Since most modern computers contain multiple CPU cores (and some, even multiple CPUs with multiple cores), multiple threads can run at the same time, one using a different core, avoiding blocking the CPU while waiting for results.
Going back to the office worker example, a multi-threaded execution model would send several emails (one for each request) in parallel and waiting for all of them to return before completing the work.
This execution model has the advantage of optimizing CPU resources by running several threads in parallel (making use of different CPU cores), reducing the time it takes to complete a program. However, managing several (many, in some cases) threads and synchronizing them with the master thread can make the code quite complex and difficult to debug. This also makes the learning curve quite steep to newcomers.
Asynchronous Execution Model
In this execution model, the execution of the program statements is blocking, I/O operations do not. All these kind of operations are done in parallel to the execution of your code. However, in this model, only one thread of execution is used. No additional threads are created.
Unlike the previous models, in the asynchronous execution model the main program flow continues to run right after the call is made (before getting the results), as in a multi-threaded model but without spawning extra threads of control. But how does the program get access to the data from the I/O actions?
When making a call to these functions, the program attaches a special type of function, named “callback functions” to these calls. When the action completes (e.g. a JSON file fetched from the Internet or a database record set), the engine will pause the main program and run the callback function, passing it the results of the call.
To put it another way, the main program flow continues its normal execution of code until a new result arrives (from a previous function call) and its callback function needs to run. This makes the program more efficient, as the CPU is always running, either on the main program or a callback.
Following the office worker example, an asynchronous program would send emails, continue to work on something else, and read/process responses (pausing the current work) as they arrive to the inbox.
In this model, it’s not the program that manages I/O operations but the underlying “engine” (such as Node’s runtime engine). This engine is the one in charge of performing I/O actions and invoking the callbacks functions when results are ready.
Other execution models
The models described above are not the only ones. There are others such as Erlang’s actor-model or Hadoop’s MapReduce, each with its own features, optimal use cases and restrictions. However, the ones above cover most of the programming languages used these days.

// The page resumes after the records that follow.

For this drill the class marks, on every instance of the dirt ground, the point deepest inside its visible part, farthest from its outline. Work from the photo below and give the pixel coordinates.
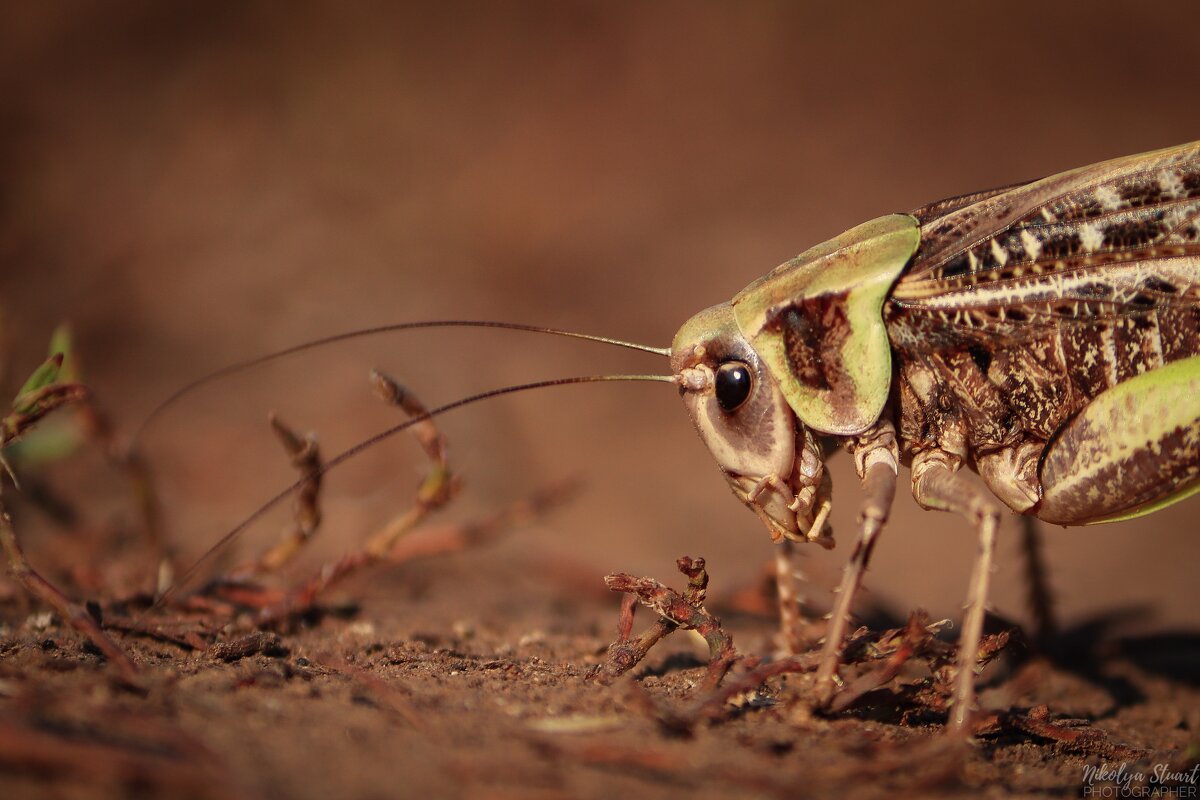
(189, 185)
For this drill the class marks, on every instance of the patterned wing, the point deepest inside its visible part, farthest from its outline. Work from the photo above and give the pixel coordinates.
(1097, 270)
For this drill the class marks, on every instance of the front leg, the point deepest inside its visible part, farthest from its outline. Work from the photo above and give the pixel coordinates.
(937, 485)
(875, 458)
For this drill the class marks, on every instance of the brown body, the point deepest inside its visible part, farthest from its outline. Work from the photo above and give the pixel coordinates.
(1001, 340)
(1044, 335)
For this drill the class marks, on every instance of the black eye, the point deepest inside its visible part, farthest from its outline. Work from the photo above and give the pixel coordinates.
(732, 385)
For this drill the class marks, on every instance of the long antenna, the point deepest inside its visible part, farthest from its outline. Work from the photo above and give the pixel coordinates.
(370, 331)
(371, 441)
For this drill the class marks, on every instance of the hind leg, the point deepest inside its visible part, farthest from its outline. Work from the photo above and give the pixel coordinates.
(1133, 450)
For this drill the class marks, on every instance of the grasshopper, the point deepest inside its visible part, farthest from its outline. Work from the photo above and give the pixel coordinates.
(1045, 336)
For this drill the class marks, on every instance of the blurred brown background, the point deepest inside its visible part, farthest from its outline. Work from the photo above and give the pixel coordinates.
(191, 184)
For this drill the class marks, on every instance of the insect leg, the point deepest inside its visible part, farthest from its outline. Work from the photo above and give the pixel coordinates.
(790, 601)
(875, 457)
(936, 483)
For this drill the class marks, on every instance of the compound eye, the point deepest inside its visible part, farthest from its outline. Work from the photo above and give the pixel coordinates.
(732, 385)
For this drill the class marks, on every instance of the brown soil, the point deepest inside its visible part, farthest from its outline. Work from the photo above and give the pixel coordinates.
(190, 186)
(469, 677)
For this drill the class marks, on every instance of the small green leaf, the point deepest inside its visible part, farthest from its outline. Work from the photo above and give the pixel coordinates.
(42, 377)
(61, 342)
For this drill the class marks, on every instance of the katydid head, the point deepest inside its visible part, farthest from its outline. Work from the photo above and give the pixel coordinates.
(769, 458)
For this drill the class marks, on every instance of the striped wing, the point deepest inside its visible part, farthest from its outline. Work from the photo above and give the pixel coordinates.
(1099, 264)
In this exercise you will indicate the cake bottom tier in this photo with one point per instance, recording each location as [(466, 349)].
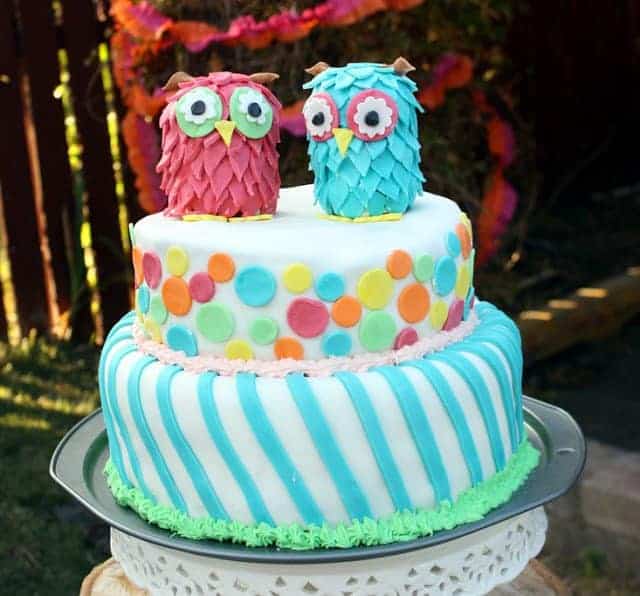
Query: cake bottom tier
[(390, 454)]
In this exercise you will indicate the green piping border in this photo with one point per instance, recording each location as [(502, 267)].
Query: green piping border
[(472, 505)]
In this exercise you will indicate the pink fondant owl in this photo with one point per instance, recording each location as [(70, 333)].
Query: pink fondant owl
[(219, 136)]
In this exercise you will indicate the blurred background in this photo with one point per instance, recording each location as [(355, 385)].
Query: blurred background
[(531, 123)]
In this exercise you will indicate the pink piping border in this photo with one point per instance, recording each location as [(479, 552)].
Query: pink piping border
[(313, 368)]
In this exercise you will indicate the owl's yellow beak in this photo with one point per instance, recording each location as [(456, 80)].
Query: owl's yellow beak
[(343, 139), (225, 129)]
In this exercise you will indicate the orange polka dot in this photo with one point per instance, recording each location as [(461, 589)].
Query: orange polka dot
[(465, 239), (346, 311), (288, 347), (138, 275), (176, 297), (413, 303), (221, 267), (399, 264)]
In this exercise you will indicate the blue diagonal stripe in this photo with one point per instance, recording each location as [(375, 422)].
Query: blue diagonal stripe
[(351, 495), (456, 414), (221, 440), (377, 439), (194, 467), (421, 431), (274, 450)]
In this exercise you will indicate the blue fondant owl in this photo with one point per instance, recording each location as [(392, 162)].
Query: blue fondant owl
[(363, 138)]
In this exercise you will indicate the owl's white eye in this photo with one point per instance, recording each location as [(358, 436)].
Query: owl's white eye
[(372, 115), (320, 116)]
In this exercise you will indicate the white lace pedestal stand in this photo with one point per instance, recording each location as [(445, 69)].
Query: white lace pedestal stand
[(473, 564)]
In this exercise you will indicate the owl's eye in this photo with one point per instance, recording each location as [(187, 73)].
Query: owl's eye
[(320, 116), (372, 115), (198, 110), (251, 112)]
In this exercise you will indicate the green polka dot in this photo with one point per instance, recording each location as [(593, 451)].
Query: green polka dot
[(215, 322), (423, 268), (263, 331), (157, 310), (377, 331)]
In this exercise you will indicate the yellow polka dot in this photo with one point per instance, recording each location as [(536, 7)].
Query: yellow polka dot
[(177, 261), (297, 278), (438, 315), (152, 329), (463, 281), (238, 349), (375, 288)]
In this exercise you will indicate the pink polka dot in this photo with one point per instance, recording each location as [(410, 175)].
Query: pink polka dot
[(202, 287), (407, 337), (152, 269), (307, 317), (456, 311)]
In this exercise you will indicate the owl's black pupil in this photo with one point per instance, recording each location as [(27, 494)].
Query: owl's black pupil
[(254, 109), (198, 108), (372, 118)]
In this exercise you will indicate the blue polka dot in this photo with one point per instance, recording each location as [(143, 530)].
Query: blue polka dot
[(143, 298), (336, 343), (444, 278), (255, 286), (330, 287), (453, 244), (182, 339)]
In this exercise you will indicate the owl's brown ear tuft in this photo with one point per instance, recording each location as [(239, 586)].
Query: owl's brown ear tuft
[(264, 78), (173, 84), (401, 66), (317, 68)]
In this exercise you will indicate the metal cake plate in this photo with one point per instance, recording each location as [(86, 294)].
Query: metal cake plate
[(79, 460)]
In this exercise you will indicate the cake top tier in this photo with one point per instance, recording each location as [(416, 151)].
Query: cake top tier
[(300, 286)]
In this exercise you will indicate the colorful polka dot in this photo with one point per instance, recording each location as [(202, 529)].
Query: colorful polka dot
[(336, 343), (238, 349), (413, 303), (399, 264), (181, 339), (346, 311), (456, 310), (377, 331), (202, 287), (143, 297), (152, 269), (307, 317), (375, 288), (444, 279), (177, 261), (407, 337), (288, 347), (330, 287), (157, 310), (263, 330), (255, 285), (215, 321), (453, 244), (423, 268), (438, 314), (221, 267), (297, 278)]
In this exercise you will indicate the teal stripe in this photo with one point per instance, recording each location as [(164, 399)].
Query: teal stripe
[(457, 416), (351, 494), (377, 440), (479, 390), (221, 440), (421, 431), (135, 405), (194, 467), (274, 450)]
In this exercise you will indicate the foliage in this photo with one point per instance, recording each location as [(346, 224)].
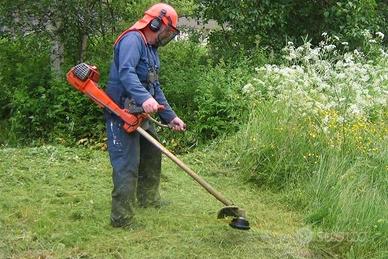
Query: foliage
[(318, 132)]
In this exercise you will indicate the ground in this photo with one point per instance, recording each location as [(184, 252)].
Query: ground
[(55, 203)]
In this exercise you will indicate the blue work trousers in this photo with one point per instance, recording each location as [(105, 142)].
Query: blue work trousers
[(136, 167)]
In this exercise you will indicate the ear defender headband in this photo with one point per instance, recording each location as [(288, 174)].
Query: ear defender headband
[(156, 23)]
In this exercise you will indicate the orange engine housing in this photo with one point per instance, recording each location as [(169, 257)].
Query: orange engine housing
[(84, 78)]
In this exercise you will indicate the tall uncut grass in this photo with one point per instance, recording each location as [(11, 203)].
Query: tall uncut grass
[(318, 132)]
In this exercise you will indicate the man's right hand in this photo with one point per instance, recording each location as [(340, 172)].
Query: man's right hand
[(150, 105)]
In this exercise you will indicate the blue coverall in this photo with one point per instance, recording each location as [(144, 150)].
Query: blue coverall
[(135, 161)]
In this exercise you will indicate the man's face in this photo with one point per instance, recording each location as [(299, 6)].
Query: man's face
[(165, 35)]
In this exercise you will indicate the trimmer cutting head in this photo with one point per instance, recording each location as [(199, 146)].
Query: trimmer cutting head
[(239, 220)]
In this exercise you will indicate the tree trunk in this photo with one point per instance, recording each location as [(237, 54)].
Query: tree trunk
[(56, 56)]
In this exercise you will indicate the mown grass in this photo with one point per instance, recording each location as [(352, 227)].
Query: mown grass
[(55, 203)]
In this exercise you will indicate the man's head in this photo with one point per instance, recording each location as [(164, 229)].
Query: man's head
[(159, 24)]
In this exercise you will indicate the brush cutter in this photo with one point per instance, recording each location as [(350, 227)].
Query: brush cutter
[(84, 78)]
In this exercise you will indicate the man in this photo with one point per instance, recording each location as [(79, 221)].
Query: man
[(134, 79)]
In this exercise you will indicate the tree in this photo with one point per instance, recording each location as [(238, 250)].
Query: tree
[(249, 24), (68, 24)]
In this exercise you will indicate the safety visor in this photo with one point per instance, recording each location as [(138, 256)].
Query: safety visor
[(168, 33)]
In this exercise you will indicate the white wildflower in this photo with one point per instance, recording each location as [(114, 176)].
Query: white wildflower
[(248, 88), (329, 48), (380, 35)]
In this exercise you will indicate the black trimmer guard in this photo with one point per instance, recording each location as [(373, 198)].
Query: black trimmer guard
[(239, 221)]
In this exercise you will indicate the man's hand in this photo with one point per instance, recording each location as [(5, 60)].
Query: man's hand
[(177, 124), (150, 105)]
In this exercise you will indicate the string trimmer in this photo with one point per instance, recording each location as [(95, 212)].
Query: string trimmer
[(84, 78)]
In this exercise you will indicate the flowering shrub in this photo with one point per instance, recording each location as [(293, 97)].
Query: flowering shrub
[(318, 130), (338, 94)]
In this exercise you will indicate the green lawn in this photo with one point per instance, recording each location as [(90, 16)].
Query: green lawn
[(55, 203)]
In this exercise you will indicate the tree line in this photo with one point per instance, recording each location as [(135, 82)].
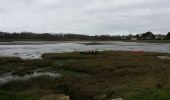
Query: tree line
[(6, 36)]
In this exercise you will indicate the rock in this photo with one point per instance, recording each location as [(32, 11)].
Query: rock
[(55, 97)]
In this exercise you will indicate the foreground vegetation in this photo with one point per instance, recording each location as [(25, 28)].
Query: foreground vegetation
[(105, 75)]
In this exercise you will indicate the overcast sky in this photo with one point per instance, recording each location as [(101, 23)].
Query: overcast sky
[(85, 16)]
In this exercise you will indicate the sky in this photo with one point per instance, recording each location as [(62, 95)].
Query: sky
[(91, 17)]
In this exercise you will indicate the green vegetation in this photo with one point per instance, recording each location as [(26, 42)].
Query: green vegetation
[(155, 94), (106, 75), (4, 95)]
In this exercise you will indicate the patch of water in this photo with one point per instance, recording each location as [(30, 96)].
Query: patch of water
[(35, 51)]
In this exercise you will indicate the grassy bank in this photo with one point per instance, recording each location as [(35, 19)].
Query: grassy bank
[(149, 41), (109, 74)]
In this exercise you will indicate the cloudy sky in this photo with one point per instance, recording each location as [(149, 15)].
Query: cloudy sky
[(85, 16)]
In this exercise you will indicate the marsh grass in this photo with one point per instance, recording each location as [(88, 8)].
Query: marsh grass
[(4, 95)]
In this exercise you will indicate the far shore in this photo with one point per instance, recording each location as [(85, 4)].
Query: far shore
[(40, 42), (148, 41)]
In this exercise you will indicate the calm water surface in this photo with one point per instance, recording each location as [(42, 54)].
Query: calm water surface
[(32, 51)]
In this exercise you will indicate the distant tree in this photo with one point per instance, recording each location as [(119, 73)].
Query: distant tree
[(168, 35), (137, 36)]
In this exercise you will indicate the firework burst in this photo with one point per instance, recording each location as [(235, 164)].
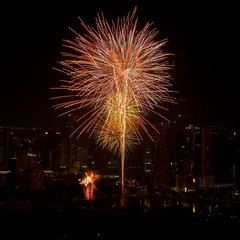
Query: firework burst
[(119, 75)]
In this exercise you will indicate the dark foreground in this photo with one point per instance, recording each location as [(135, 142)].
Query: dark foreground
[(104, 221)]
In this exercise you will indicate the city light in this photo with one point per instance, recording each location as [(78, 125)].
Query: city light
[(88, 184), (119, 75)]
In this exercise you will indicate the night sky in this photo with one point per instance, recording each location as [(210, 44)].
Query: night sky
[(204, 36)]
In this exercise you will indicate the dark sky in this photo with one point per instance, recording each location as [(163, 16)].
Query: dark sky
[(202, 35)]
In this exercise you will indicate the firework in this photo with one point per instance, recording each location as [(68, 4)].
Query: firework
[(118, 74), (88, 185)]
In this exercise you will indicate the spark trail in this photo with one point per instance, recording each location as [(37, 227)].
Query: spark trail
[(118, 74)]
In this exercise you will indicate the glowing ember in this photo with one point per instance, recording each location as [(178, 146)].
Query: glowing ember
[(118, 74), (88, 185)]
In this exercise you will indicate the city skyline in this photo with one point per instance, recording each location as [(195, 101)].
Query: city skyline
[(201, 38)]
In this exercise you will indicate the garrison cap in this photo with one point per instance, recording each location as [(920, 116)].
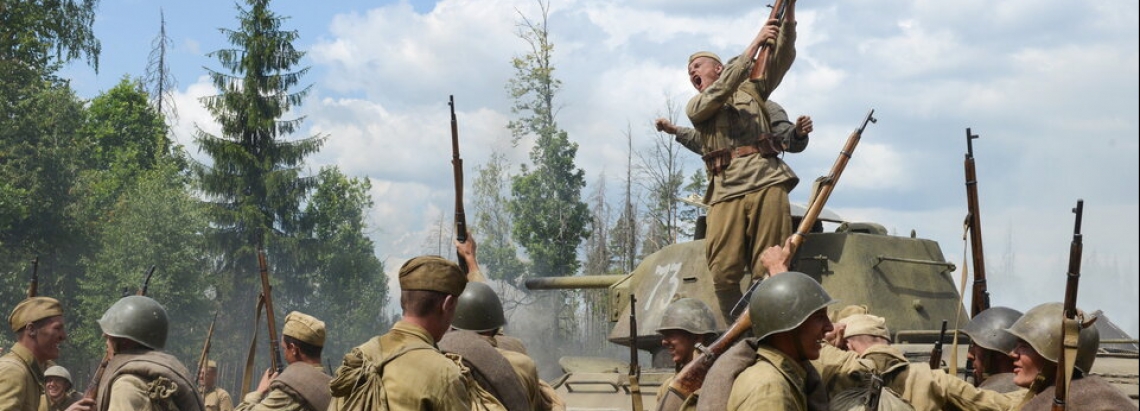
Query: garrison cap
[(432, 273), (705, 54), (32, 310), (865, 325), (304, 328)]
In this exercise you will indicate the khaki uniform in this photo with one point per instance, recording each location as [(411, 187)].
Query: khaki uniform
[(68, 399), (218, 400), (775, 381), (748, 202), (1091, 393), (413, 373), (915, 383), (300, 387), (146, 380), (21, 380)]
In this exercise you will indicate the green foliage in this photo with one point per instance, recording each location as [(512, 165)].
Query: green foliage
[(497, 252)]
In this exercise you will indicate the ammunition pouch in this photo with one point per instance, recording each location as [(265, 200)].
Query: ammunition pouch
[(768, 146)]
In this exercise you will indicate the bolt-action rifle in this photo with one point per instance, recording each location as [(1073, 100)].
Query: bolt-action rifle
[(692, 376), (764, 52), (634, 368), (936, 352), (1071, 326), (92, 386), (980, 297), (461, 220), (275, 359)]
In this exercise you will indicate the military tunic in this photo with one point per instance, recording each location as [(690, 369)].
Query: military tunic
[(68, 399), (218, 400), (21, 380), (284, 397), (748, 200), (418, 378)]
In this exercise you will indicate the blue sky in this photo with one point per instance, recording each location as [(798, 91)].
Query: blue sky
[(1050, 88)]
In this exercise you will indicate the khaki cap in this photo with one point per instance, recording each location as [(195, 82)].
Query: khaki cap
[(432, 273), (851, 310), (32, 310), (865, 325), (705, 54), (304, 328)]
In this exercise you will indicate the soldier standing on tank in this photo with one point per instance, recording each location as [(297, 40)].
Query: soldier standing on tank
[(990, 347), (214, 397), (57, 389), (39, 326), (1035, 355), (685, 323), (748, 181), (404, 368), (303, 385), (140, 376)]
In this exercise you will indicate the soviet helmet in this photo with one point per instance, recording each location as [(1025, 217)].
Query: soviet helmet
[(689, 314), (58, 371), (987, 329), (1041, 329), (479, 309), (139, 319), (784, 301)]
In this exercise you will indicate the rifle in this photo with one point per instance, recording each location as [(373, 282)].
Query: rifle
[(692, 376), (936, 352), (275, 360), (980, 298), (1071, 328), (634, 368), (764, 52), (461, 220), (92, 386), (205, 351)]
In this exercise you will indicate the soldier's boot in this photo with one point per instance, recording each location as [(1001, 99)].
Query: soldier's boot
[(727, 301)]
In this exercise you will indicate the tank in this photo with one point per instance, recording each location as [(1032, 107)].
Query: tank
[(905, 279)]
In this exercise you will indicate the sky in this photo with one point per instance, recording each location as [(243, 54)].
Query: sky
[(1050, 88)]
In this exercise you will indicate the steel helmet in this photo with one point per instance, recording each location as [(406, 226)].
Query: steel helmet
[(1041, 328), (987, 329), (479, 309), (784, 301), (689, 314), (58, 371), (139, 319)]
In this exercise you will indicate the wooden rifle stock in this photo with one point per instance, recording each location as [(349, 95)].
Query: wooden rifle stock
[(692, 376), (92, 386), (275, 360), (764, 52), (979, 301), (1071, 328), (461, 220), (33, 287), (936, 352)]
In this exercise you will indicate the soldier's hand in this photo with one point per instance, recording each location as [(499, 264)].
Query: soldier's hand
[(666, 125), (266, 379), (804, 126), (83, 404)]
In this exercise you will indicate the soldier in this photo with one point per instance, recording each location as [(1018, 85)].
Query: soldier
[(748, 181), (39, 326), (214, 397), (139, 375), (402, 369), (58, 393), (303, 385), (685, 323), (789, 315), (1039, 345), (990, 347)]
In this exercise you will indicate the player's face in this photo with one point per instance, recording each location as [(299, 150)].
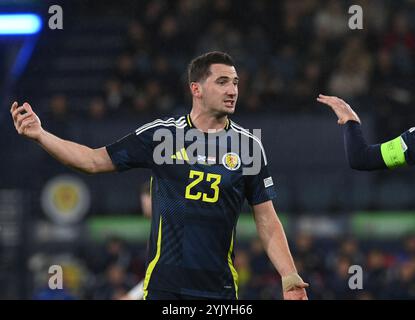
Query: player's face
[(220, 90)]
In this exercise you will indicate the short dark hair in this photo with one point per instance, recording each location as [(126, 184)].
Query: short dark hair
[(199, 67)]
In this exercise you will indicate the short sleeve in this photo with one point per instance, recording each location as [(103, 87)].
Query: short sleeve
[(260, 187), (133, 151)]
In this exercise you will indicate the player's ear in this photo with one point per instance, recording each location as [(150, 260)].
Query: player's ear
[(196, 89)]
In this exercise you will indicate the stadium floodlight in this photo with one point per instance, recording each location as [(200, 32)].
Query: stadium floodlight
[(20, 24)]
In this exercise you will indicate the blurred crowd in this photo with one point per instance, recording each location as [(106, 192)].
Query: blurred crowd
[(286, 52), (109, 271)]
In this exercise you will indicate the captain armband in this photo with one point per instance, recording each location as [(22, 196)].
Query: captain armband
[(291, 282), (393, 153)]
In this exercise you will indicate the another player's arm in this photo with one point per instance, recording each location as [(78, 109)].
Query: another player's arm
[(272, 235), (360, 154), (71, 154)]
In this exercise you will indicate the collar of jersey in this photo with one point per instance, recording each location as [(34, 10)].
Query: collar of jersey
[(192, 126)]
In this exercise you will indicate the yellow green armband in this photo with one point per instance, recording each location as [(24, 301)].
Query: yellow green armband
[(393, 153)]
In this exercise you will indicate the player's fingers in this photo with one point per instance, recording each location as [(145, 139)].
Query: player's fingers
[(27, 123), (14, 106), (27, 107), (23, 117)]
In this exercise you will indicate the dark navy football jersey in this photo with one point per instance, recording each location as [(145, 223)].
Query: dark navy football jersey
[(409, 146), (195, 204)]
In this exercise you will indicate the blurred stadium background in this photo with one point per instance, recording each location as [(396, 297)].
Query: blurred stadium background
[(119, 64)]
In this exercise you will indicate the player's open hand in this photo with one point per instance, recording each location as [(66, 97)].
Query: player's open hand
[(342, 110), (26, 122), (296, 294), (293, 287)]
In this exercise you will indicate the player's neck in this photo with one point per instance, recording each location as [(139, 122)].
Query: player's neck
[(205, 121)]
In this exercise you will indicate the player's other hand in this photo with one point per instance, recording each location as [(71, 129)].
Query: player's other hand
[(342, 110), (297, 292), (26, 122)]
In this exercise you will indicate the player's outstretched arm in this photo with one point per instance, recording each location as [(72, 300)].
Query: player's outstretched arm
[(71, 154), (273, 238), (342, 110), (360, 155)]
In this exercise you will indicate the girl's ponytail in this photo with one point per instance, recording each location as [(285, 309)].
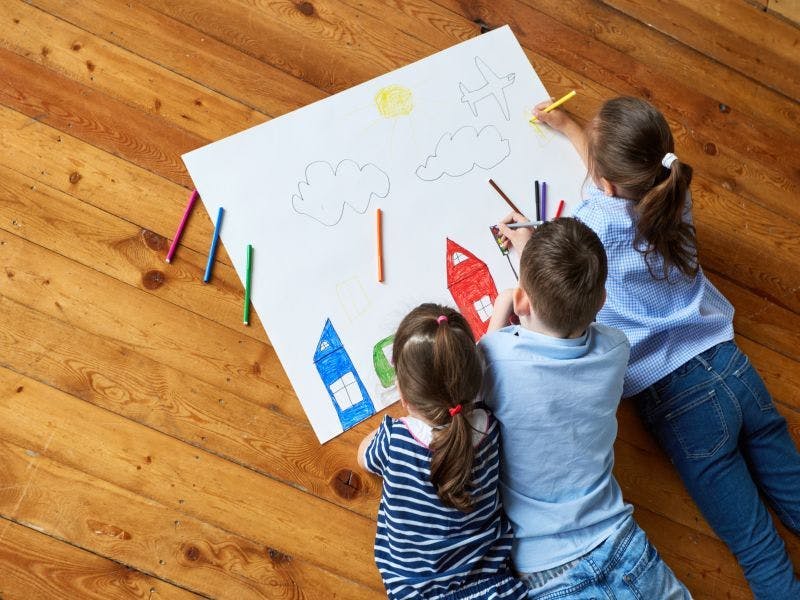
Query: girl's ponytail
[(630, 145), (439, 372), (661, 228)]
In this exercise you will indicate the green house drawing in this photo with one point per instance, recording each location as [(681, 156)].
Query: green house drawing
[(382, 359)]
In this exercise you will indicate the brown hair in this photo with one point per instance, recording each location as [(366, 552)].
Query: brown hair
[(627, 141), (439, 367), (563, 270)]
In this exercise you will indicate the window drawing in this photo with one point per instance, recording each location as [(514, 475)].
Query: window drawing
[(483, 306)]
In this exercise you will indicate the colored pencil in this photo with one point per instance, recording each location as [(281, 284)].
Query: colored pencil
[(556, 104), (504, 197), (543, 203), (379, 242), (213, 250), (181, 225), (248, 279), (528, 224)]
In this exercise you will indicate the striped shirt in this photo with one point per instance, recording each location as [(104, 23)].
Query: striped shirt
[(426, 549), (667, 321)]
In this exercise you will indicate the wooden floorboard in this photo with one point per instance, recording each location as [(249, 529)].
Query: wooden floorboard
[(151, 446)]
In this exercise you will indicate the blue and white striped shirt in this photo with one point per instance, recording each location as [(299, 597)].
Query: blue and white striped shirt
[(667, 321), (423, 548)]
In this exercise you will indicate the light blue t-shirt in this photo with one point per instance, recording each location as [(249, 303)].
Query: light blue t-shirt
[(556, 400), (667, 321)]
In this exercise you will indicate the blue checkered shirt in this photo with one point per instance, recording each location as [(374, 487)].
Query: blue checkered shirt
[(667, 321)]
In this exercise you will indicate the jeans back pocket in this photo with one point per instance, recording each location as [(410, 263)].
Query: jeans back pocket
[(699, 425)]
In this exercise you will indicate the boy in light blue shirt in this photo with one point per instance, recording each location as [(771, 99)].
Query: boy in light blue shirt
[(554, 383)]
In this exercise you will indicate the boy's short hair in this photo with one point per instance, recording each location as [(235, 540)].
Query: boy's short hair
[(563, 271)]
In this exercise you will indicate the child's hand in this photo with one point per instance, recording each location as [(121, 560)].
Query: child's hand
[(514, 238), (563, 123), (557, 119)]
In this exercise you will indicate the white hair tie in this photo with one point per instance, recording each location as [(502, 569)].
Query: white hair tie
[(668, 159)]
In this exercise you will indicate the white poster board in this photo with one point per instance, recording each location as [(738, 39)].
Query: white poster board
[(420, 143)]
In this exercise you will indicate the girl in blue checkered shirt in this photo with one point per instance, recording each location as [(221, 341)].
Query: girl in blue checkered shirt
[(695, 389)]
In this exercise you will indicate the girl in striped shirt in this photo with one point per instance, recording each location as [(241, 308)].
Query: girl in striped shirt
[(441, 531)]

Which execution model is best?
Although there’s no absolute answer to this question, most of the times it is best to choose either a multi-threaded or asynchronous execution language. This provides better performance by optimizing CPU usage.
Using a multi-threaded language is best used when heavy CPU processing is accompanied by many I/O operations (such as in data processing systems). On the other hand, programming with threads can be notoriously hard (understanding what a program does is much more difficult when it’s doing multiple things at once), so this may become a problem for complex systems. In addition, this model is affected by some system-specific constraints, such as the maximum number of threads which may also play against using this model.
Using an asynchronous execution model is ideal for systems that require keeping track of many things at once, such as handling UI interaction or responding to many communication events, as they only block the main program flow when a new result arrives. Also, asynchronous code is critical for writing scalable server-side systems, as the server does not stall (as it would in synchronous systems) when waiting for resources so it can respond to other client requests.